In other major changes that the HMRC aims to put in place between now and 2030:

  • 90% of customer interactions will be digital;
  • digital self-service will be offered; and;
  • Tax will be automated where possible.

“A transformed tax administration system will be more automated, more focused on self-service, and better set up to get things right first time,” Murray writes in the foreword to the report.

Digital support and workflows for agents

The report notes that HMRC’s current IT systems have a ”limited capability”.

“As it has advanced its digital services in recent years, compromises have been made in the design which have reduced its ability to deliver access to good quality services for agents and intermediaries,” it says.

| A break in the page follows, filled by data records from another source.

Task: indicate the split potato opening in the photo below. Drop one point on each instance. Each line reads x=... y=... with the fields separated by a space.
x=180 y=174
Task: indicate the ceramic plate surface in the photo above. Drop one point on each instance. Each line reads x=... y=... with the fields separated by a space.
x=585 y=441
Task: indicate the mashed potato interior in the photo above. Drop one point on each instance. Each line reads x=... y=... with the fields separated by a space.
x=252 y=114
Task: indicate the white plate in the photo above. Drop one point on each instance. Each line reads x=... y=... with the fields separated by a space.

Work has started, following communication with professional bodies, on work priorities, including: 

  • to introduce new capabilities to enable agents to digitally withdraw their clients from the Self Assessment service;
  • enhance the income record viewer which will expand the information available on their client’s income;
  • launch a new service to allow agents to digitally submit information which may impact their client’s tax code; and
  • provide the ability for agents to track the progress of their client’s submissions and repayments.

In the shorter term, HMRC will look at “tactical” changes where possible. An example of this is the planned introduction of a new service to escalate SA and PAYE queries that are more than four weeks old.

However, plans to introduce MTD for Corporation Tax have been shelved. “HMRC do not intend to introduce MTD for CT but are developing an approach to the future administration of CT that is suited to the varying needs of the diverse CT population,” the report says.

Adviser and intermediary registration

The report calls on agents and intermediaries to “raise their standards”. As part of the roadmap, a series of registration and signatory tools are to be implemented.

From April 2026, registration of tax advisers will be mandatory. “Agent registration is a critical first step to providing better agent access to HMRC services in the future,” says the roadmap.

“Agent registration is a critical first step to providing better access to HMRC services.”

James Murray, Exchequer secretary to the Treasury

Advisers who support taxpayer non-compliance will face enhanced powers and sanctions. Further steps to raise standards in the tax advice market are being explored.

A new requirement will be implemented: tax advisers will need to obtain an advanced electronic signature from their clients if they wish to continue to use the nominations process, for certain income tax repayments.

Tax tech

HMRC is set to provide a plan that sets out its approach to tax software by April 2026. It will look to improve processes by which data is submitted to and received by the tax department and external software. It will also look to put in place principles around the use of AI from all parties.

On the last point, it notes: “Setting these expectations will give developers the confidence to introduce AI functionality into their products in the UK, whilst minimising the risk of those products introducing error or non-compliance.”

By the end of 2028, HMRC wants to deliver a Digital Disclosure Service to allow taxpayer sand intermediaries to correct mistakes and pay liabilities and penalties for all taxes and duties, alongside a document identifier system for HMRC caseworkers to identify fraudulent documents.